There is a certain group of Catholics, doubtless more often found in the US than in the UK, who reject the entire notion of Catholic social teaching. The popes, they say, have overstepped their bounds, they have no more right to teach on the morality of economic transactions than they have to give lectures on how to construct a building or how to bake a cake. Such critics usually know little of history. There is, in fact, a long list of papal interventions into matters of economic morality, dating back centuries.
Since the time of the Fathers of the Church, Catholic theologians had condemned the taking of interest on loans. At first these denunciations were somewhat unfocused. But during the course of a sophisticated theological debate from the 12th through to the 18th century, it became clear that what was objectionable was the taking of interest simply because of a loan contract.
The capstone of this debate was Benedict XIV’s 1745 encyclical, Vix pervenit. Benedict summed up more than six centuries of intense theological discussion in a few principles:
The nature of the sin called usury has its proper place and origin in a loan contract [when] the creditor desires more than he has given. [However] any gain which exceeds the amount he gave is illicit and usurious.
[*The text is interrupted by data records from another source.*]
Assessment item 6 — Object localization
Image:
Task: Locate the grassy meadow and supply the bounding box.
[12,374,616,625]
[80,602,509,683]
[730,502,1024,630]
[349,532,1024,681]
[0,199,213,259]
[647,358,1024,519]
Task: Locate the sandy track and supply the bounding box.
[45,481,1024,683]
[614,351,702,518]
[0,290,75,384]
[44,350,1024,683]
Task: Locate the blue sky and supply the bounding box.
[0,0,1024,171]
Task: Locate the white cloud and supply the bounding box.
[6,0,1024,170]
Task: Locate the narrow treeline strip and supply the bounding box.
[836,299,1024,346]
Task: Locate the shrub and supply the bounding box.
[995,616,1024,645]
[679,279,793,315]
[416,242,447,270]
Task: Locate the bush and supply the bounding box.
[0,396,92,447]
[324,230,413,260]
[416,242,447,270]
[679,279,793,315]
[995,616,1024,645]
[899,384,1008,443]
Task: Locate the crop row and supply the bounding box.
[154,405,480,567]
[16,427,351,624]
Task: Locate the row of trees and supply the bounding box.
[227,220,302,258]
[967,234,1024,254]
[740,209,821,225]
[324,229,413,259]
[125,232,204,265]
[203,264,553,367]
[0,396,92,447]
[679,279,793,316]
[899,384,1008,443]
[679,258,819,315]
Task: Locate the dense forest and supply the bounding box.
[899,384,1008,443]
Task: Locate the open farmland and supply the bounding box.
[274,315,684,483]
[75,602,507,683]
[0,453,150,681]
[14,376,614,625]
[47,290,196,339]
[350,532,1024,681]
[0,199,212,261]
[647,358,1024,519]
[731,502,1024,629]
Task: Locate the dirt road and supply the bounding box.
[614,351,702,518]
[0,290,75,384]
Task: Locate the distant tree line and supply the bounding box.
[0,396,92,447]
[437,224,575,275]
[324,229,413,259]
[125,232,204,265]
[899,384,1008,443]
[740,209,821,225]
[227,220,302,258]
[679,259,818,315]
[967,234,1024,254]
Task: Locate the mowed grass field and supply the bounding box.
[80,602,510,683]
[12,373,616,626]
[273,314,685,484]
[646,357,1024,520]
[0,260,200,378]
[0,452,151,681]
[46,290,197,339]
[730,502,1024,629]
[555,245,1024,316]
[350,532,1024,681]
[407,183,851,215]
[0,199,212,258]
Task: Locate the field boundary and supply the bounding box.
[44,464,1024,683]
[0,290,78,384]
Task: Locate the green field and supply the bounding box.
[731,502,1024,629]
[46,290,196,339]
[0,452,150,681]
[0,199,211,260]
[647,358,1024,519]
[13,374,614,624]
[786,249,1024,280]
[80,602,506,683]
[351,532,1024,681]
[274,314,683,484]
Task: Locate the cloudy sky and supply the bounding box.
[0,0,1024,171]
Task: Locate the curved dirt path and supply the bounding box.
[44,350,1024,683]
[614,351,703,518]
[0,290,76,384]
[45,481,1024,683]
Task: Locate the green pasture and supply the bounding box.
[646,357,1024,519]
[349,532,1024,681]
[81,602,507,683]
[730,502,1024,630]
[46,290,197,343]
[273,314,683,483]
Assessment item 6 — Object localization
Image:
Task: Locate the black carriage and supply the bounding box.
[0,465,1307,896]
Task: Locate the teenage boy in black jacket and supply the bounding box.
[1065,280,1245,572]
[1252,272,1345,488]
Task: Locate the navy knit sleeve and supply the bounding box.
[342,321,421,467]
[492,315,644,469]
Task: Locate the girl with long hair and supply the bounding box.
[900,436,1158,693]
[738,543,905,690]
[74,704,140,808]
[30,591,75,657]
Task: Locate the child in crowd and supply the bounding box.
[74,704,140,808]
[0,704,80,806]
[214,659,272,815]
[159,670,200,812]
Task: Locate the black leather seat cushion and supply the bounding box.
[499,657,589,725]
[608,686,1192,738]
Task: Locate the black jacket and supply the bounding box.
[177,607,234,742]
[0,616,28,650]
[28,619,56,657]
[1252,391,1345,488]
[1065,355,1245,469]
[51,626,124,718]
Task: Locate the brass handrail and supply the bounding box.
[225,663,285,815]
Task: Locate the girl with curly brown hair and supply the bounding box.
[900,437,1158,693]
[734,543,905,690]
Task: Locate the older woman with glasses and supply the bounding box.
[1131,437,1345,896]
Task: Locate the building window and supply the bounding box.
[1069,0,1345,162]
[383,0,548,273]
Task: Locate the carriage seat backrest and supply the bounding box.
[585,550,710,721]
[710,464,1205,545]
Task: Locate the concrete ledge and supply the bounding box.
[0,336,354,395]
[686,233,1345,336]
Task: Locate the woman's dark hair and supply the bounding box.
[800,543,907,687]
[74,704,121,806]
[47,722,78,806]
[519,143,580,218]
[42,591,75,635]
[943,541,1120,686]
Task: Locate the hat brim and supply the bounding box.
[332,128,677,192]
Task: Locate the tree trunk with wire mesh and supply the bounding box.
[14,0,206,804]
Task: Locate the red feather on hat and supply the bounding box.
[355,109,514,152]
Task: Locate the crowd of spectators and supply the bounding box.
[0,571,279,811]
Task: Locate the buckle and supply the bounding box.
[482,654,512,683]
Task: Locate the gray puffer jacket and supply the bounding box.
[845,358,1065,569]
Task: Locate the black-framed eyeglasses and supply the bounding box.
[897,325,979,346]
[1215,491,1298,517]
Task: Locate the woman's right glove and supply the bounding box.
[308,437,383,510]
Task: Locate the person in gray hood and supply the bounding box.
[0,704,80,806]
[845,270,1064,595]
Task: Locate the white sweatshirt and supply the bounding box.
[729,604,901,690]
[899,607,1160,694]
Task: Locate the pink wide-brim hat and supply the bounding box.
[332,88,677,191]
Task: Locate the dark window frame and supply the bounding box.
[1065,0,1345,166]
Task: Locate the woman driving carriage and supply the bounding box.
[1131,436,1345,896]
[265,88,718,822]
One cannot condone the sin of usury by arguing that the gain is not great or excessive, but rather moderate or small; neither can it be condoned by arguing that the borrower is rich; nor even by arguing that the money borrowed is not left idle, but is spent usefully …
[H]owever, We do not deny that at times together with the loan contract certain other titles – which are not at all intrinsic to the contract – may run parallel with it. From these other titles, entirely just and legitimate reasons arise to demand something over and above the amount due on the contract.
This is the Church’s doctrine in a nutshell: sometimes taking interest is usury, sometimes – “certain other titles” – it is not. But what is of interest here is that the popes felt perfectly justified in teaching authoritatively on a matter that today many would insist was purely the concern of “economic science”. But no. Economic activity, like any area of human life, has moral implications, and hence it is the right and duty of the Church to set bounds of justice and injustice.
To limit the Church’s teaching to matters of private morality is to acquiesce in the effort to privatise religion and drive the Church from the public square.